Lalu, berkatalah abid kepadanya, “Demi Allah, niscaya Allah tidak akan mengampunimu.” Tetapi, kemudian Allah mengampuni orang yang berbuat dosa tadi, dan sebaliknya melebur seluruh amalnya.
Sahabat Abu Hurairah RA berkata mengemukakan pendapatnya, “Abid telah mengucapkan perkataan yang melebur seluruh amal dunia dan akhiratnya.” Selanjutnya, sahabat Abu Hurairah memperingatkan manusia agar tidak mengucapkan perkataan seperti ini dalam keadaan marah.
Wahai hamba Allah, itulah tadi cerita tentang abid yang marah karena Allah, kemudian mengucapkan perkataan yang tidak dibenarkan baginya dalam keadaan marah, yakni memastikan sesuatu yang tak diketahuinya atas nama Allah, akibatnya seluruh amalnya dilebur.
Maka, bagaimana pula halnya terhadap seseorang yang dalam keadaan marah karena dirinya, mengucapkan perkataan yang tidak dibenarkan baginya hanya semata-mata karena dorongan hawa nafsunya?

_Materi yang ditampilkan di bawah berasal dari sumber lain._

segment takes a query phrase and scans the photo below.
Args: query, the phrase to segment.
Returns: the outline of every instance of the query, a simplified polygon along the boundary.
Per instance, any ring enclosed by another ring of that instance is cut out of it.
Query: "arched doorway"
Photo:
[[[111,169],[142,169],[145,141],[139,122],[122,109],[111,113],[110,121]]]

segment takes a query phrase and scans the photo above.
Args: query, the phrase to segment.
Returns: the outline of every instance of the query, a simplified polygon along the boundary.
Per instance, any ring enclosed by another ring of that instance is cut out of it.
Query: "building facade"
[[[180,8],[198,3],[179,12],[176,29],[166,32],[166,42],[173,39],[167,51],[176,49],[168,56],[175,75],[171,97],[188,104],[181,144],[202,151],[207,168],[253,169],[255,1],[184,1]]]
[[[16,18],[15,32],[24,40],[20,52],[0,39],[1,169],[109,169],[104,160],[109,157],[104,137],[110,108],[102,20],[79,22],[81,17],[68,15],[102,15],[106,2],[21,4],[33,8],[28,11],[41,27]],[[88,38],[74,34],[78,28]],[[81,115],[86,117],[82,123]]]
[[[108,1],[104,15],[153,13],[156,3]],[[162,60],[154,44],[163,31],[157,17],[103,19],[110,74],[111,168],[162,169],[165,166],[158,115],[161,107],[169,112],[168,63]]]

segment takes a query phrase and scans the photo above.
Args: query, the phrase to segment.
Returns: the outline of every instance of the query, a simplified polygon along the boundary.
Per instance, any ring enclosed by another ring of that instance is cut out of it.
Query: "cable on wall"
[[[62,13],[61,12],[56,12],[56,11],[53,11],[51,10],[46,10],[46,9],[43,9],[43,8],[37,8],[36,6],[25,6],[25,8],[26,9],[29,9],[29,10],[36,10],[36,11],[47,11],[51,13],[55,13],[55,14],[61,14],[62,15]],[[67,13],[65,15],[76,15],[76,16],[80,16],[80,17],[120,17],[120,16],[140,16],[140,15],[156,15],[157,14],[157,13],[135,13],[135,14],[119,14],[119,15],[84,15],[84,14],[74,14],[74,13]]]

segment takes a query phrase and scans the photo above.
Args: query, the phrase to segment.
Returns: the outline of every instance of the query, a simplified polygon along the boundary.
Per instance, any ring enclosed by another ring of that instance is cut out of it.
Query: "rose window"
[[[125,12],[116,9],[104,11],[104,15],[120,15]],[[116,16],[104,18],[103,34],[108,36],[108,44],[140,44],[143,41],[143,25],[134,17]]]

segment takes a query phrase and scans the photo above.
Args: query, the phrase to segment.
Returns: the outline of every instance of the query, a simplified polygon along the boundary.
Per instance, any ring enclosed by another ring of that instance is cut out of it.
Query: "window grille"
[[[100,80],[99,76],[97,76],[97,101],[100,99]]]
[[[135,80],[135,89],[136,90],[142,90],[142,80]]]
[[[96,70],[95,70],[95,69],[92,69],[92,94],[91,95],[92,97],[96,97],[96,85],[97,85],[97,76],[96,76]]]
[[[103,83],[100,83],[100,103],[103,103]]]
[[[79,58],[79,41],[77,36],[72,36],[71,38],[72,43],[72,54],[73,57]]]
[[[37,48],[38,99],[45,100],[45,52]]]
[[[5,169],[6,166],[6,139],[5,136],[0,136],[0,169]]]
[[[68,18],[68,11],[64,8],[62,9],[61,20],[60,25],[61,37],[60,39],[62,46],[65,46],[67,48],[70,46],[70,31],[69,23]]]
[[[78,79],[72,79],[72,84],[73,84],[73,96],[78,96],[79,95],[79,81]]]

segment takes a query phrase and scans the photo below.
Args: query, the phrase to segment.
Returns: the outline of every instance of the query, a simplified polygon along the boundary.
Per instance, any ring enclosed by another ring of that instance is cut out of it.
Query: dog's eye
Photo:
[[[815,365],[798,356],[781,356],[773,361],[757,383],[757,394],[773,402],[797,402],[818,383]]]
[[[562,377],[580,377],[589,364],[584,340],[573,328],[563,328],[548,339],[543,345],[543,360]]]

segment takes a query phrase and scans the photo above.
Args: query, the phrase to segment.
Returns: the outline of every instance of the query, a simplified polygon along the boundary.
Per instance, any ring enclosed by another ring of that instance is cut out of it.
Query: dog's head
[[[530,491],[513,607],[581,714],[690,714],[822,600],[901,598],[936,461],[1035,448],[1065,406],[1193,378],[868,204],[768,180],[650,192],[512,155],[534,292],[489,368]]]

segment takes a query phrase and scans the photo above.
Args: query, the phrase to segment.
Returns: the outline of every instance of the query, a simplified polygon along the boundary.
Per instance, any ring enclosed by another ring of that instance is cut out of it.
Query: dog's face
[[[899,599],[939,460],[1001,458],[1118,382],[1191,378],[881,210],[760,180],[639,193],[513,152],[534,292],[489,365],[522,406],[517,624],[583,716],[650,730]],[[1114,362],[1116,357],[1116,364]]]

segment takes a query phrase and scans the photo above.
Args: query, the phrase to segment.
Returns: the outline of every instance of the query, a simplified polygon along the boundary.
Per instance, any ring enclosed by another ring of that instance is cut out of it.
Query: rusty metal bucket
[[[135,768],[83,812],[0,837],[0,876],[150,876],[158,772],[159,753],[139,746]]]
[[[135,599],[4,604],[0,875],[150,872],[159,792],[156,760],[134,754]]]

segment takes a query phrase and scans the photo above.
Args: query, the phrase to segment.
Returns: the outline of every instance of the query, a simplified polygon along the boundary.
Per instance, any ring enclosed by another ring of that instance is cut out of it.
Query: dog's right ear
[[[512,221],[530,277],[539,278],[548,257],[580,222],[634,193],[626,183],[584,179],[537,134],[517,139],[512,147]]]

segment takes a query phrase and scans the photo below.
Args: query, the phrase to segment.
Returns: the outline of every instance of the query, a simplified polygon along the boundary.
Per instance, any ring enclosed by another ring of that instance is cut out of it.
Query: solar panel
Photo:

Wahai hamba Allah, bertakwalah kepada Allah, perhitungkanlah keadaan dirimu, dan cegahlah ia dari perbuatan maksiat kepada Allah. Takutlah akan suatu hari, yang kamu sekalian akan dikembalikan kepada Allah.
Allah SWT berfirman, “Barangsiapa yang mengerjakan kebaikan seberat dzarrah pun, niscaya dia akan melihat (balasan)nya. Dan barangsiapa yang mengerjakan kejahatan seberat dzarrah pun, niscaya dia akan melihat (balasan)nya pula" (QS. Az-Zalzalah: 7-8).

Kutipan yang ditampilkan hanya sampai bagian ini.